Let $p \in \mathbb{P}.$ For $x \in \mathbb{Z},$ let $\overline{x}$ be remainder of $x$ when divided by $p.$ Let $f(X)= \sum^{n}_{i=0}a_iX^i \in\mathbb{Z}[X]$ such that $p$$ \not|a_n$ in $\mathbb{Z}.$ If $g(X)=\sum^{n}_{i=0}\overline{a}_iX^i $ is irreducible in $\mathbb{Z}_p[X],$ then $f(X)$ is irreducible in $\mathbb{Q}[X]. $
Proof: $\psi:\mathbb{Z} \to \mathbb{Z}_p, x \mapsto\overline{x},$ is a unital ring homomorphism.
So $\Phi:\mathbb{Z}[X] \to \mathbb{Z}_p[X], \ \sum a_iX^i \mapsto \sum\overline{a}_iX^i, \ $ is a ring homomorphism.

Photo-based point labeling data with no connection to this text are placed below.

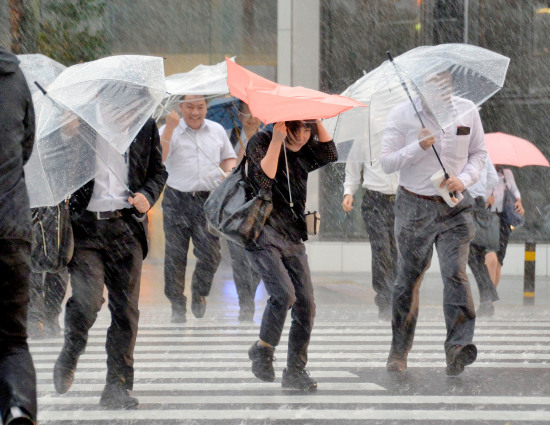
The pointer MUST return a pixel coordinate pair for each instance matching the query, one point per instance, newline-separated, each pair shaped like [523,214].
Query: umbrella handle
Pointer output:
[40,87]
[139,217]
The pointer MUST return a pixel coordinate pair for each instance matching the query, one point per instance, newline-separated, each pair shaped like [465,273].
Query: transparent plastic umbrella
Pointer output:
[203,80]
[476,74]
[37,67]
[91,112]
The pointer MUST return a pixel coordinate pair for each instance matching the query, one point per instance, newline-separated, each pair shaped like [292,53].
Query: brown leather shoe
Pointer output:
[459,356]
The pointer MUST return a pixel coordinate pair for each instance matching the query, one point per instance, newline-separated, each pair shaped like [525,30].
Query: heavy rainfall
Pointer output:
[274,212]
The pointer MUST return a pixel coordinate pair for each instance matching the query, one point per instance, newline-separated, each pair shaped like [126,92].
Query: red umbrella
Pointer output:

If $f(X)=c,$ for some $c \in \mathbb{Z},$ then $g(X)= \overline{c} \neq \overline{0},$ since $p$$\not | c$ in $\mathbb{Z}.$ Since $\mathbb{Z}_p$ is a field, $g(X) \in U(\mathbb{Z}_p[X]) =U(\mathbb{Z}_p),$ contradicting that $g(X)$ is irreducible in $\mathbb{Z}_p[X].$
Now, suppose $\text{deg}(f(X)) \geq 1$ and assume, to the contrary, $f$ is not irreducible in $\mathbb{Q}[X].$ This means $f$ is reducible in $\mathbb{Q}[X]. $ Since $\mathbb{Z}$ is $\text{UFD}, \ f$ is not irreducible in $\mathbb{Z}[X].$ Clearly, $f \not\in U(\mathbb{Z}[X]) \cup \{0\},$ so $f$ is reducible in $\mathbb{Z}[X].$
Let $f(X) =h(X)k(X)$, where $h(X)= \sum^{m}_{i=0}b_iX^i, \ k(X)= \sum^{k}_{i=0}c_iX^i \in \mathbb{Z}[X]$ and $\text{deg}(h), \text{deg}(k) \geq 1.$ Hence$, \ \Phi(f(X))=g(X)= \Phi(h(X))\Phi(k(X))=\sum^{m}_{i=0}\overline{b}_iX^i \sum^{k}_{i=0} \overline{c}_{i}X^{i}.$
Since $p$$\not |a_n, $ we have $ p$$\not| b_m$ and $p$$\not | c_k,$ so $\overline{b}_m \neq \overline{0}, \overline{c}_k \neq \overline{0}.$ Hence $\Phi(h(X))$ and $ \Phi(k(X))$ are non-constant polynomials and hence are not units of $\mathbb{Z}_p[X].$ This contradicts that $g(X)$ is irreducible in $\mathbb{Z}_p[X].$
p.s. $U(R)$ denotes set of units of ring $R.$
Thank you for your attention.
It seems correct, but possibly too involved.
The projection $a\mapsto \bar{a}$ extends uniquely to a ring homomorphism $\def\Z{\mathbb{Z}}\varphi\colon\Z[X]\to\Z_p[X]$ by sending $X$ to $X$.
If $f\in\Z[X]$ is reducible, then $f=gh$ with $g$ and $h$ having degree at least $1$
$\varphi(f)=\varphi(g)\varphi(h)$ is, by hypothesis, irreducible, which means that at least one among $\varphi(g)$ or $\varphi(h)$ is constant (and nonzero)
Assume $\varphi(g)$ is constant: then $g=pg_1(X)+a$, where $a\in\Z$ is not divisible by $p$
In particular, the leading coefficient of $g$ is divisible by $p$, contradicting the fact that $a_n$ is not divisible by $p$
Therefore $f$ is irreducible in $\Z[X]$
Irreducibility in $\Z[X]$ implies irreducibility in $\mathbb{Q}[X]$ (Gauss' lemma)